Professor Boyd called for a programme of continuing professional development for A Curriculum for Excellence, similar in size and scale to that used to embed Assessment is for Learning in schools. “That made huge inroads in a short period of time,” he said.

The Government was also failing to engage with parents, he said. “A lot of parents know a bit and are worried a bit, but they don’t know much and they don’t know why we are changing things,” he added.

The national debate on education held in 2002, which set the whole process in motion, had passed the majority of people by, he said. It had failed to “sweep the nation” and “get everybody excited”. Professor Boyd said it was “the usual suspects” who had responded.

Schools therefore had to drive things forward through “perspiration, not inspiration”, he said. Since he was appearing at the book festival, he turned to books by influential educational thinkers for his own inspiration.

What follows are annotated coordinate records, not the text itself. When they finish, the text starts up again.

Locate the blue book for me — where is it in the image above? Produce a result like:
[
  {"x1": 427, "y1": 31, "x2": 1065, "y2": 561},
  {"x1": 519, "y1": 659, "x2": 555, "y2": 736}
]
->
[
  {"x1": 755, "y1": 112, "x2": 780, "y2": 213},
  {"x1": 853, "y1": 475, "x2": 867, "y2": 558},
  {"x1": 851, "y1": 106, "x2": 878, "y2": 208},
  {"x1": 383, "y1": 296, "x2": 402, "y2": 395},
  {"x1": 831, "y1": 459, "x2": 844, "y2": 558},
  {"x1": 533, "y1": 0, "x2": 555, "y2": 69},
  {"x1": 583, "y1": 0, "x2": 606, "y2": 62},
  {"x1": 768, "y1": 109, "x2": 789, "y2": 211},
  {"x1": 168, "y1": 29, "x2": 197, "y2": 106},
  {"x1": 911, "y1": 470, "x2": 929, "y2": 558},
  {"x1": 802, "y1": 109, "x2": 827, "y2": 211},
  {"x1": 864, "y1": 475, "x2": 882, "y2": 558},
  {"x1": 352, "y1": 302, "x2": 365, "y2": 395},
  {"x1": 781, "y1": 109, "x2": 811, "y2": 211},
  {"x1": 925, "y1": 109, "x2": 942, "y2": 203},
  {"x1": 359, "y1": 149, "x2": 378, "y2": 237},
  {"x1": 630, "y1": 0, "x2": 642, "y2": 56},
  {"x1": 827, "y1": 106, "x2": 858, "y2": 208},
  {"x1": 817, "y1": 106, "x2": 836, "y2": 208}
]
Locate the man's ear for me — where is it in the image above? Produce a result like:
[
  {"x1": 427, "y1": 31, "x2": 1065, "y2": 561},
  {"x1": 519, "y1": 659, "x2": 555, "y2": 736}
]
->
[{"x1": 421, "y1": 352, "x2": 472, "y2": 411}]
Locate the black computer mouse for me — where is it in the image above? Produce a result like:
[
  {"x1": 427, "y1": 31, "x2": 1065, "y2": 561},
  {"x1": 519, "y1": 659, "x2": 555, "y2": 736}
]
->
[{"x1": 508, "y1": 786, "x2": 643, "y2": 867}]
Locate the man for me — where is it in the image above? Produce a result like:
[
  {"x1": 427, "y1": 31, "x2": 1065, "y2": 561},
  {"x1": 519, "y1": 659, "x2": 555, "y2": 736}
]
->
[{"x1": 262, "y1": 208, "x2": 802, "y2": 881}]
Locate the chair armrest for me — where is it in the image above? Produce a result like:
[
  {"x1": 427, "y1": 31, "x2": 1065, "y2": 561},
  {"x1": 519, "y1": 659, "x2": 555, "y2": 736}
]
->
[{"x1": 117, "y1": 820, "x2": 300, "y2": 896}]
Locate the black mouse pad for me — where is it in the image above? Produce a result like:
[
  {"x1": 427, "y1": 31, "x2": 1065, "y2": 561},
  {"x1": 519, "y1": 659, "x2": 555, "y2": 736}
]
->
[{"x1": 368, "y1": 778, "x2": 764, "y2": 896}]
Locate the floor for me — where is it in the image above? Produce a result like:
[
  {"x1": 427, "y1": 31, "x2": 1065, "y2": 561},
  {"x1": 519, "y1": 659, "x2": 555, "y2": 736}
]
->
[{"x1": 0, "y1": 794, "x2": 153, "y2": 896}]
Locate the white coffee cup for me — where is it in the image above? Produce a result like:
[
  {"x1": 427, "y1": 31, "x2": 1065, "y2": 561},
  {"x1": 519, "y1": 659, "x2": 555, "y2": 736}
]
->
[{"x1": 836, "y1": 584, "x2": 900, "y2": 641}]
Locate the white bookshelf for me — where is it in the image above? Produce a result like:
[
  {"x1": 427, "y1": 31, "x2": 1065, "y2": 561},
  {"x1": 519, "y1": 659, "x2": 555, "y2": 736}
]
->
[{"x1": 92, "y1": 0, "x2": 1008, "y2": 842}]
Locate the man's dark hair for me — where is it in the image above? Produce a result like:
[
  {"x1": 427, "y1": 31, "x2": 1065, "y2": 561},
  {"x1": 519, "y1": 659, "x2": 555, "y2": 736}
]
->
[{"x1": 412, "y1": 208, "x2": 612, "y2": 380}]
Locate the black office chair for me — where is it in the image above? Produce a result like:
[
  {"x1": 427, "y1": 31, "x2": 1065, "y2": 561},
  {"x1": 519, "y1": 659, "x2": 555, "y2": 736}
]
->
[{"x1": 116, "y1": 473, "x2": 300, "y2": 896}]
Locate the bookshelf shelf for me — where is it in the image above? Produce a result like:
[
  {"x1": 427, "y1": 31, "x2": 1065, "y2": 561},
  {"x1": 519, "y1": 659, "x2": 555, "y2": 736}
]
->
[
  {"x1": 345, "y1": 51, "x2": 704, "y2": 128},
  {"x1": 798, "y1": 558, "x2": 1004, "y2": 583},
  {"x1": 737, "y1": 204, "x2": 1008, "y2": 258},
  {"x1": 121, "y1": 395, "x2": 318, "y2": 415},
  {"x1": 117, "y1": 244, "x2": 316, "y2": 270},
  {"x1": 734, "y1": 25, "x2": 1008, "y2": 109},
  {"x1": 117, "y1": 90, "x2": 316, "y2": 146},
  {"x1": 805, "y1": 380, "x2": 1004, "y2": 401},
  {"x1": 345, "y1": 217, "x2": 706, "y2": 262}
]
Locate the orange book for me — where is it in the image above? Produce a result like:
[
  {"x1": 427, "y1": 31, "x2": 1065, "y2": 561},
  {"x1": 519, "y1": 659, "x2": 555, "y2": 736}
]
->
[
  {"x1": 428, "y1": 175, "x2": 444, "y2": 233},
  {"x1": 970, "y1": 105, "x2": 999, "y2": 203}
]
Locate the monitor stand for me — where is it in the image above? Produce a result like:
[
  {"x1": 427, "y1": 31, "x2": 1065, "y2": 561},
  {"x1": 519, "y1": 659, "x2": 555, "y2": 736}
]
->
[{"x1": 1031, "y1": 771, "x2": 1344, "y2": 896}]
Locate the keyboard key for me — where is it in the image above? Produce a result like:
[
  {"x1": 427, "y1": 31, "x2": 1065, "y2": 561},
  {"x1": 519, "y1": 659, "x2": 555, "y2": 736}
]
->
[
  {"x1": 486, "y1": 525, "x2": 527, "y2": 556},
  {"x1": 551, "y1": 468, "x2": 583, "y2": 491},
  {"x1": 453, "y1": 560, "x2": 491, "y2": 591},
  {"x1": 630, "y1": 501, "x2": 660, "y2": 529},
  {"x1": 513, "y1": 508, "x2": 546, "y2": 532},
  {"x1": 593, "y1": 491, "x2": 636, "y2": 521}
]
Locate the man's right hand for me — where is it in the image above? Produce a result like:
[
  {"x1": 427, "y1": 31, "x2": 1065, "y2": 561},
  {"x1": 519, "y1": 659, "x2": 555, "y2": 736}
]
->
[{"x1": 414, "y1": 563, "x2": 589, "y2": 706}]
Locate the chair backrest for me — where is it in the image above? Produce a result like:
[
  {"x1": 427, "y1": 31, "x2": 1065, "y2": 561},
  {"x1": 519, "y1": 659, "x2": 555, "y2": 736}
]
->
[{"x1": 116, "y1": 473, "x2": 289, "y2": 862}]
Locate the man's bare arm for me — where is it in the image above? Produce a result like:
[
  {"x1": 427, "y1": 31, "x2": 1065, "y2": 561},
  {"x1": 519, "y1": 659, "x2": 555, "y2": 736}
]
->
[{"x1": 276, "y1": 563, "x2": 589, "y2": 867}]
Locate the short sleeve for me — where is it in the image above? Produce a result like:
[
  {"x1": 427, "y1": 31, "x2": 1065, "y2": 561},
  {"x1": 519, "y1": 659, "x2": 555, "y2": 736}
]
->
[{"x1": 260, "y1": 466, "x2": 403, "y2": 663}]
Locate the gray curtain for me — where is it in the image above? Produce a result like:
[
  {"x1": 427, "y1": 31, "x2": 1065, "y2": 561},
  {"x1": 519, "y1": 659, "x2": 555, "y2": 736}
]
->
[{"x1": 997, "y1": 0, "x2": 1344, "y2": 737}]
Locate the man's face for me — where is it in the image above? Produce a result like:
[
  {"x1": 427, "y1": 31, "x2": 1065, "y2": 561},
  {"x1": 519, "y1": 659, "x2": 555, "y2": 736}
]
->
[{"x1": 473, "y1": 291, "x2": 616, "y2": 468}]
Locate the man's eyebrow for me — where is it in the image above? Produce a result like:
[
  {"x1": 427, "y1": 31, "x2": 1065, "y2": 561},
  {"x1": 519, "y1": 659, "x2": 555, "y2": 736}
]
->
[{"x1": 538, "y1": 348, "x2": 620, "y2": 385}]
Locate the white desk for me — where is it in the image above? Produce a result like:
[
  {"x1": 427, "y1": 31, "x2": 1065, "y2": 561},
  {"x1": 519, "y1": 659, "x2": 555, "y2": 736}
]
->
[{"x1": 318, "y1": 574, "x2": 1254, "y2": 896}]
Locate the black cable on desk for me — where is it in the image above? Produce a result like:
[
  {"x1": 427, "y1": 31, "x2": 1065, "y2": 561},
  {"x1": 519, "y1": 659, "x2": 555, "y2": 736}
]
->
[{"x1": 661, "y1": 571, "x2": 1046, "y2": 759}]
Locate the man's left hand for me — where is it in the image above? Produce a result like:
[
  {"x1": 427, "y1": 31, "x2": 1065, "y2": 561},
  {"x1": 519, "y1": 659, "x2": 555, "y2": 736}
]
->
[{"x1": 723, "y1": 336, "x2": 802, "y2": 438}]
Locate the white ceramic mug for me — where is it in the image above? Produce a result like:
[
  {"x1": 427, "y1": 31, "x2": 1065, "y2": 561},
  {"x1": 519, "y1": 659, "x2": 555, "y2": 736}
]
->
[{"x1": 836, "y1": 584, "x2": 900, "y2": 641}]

Among them was Howard Gardner’s book Extraordinary Minds, which attempted to identify what made geniuses like Picasso and Beethoven great.

“Gardner argued they were not necessarily all the most intelligent people of their generation or the most creative or thoughtful, but something made them stand out,” he said. “That quality, Gardner concluded, was self- belief, resilience and the ability to take failure head on. Perspiration rather than inspiration is what you want to generate.”

Other books on the Boyd list included Inside the Black Box by Paul Black, about formative assessment, which recognises that young people learn more effectively when they know why; The Teaching for Understanding Guide, by Tina Blythe, which argues pupils must know how to think, not just accumulate facts; Self Theories by Carol Dweck, which highlights the need for schools to encourage pupils to think of intelligence as something that can be grown and is not set; and Jerome Bruner’s The Process of Education.

Meanwhile, in this week’s TESS, one of the other driving forces behind ACfE expands on his well-aired view that the vision of “transformational change” behind the new curriculum was in danger of being lost.

Keir Bloomer, who sat on the review group with Professor Boyd, said ACfE could end up as “no more than a somewhat random collection of ideas for incremental change (which) will, no doubt, bring modest improvements”.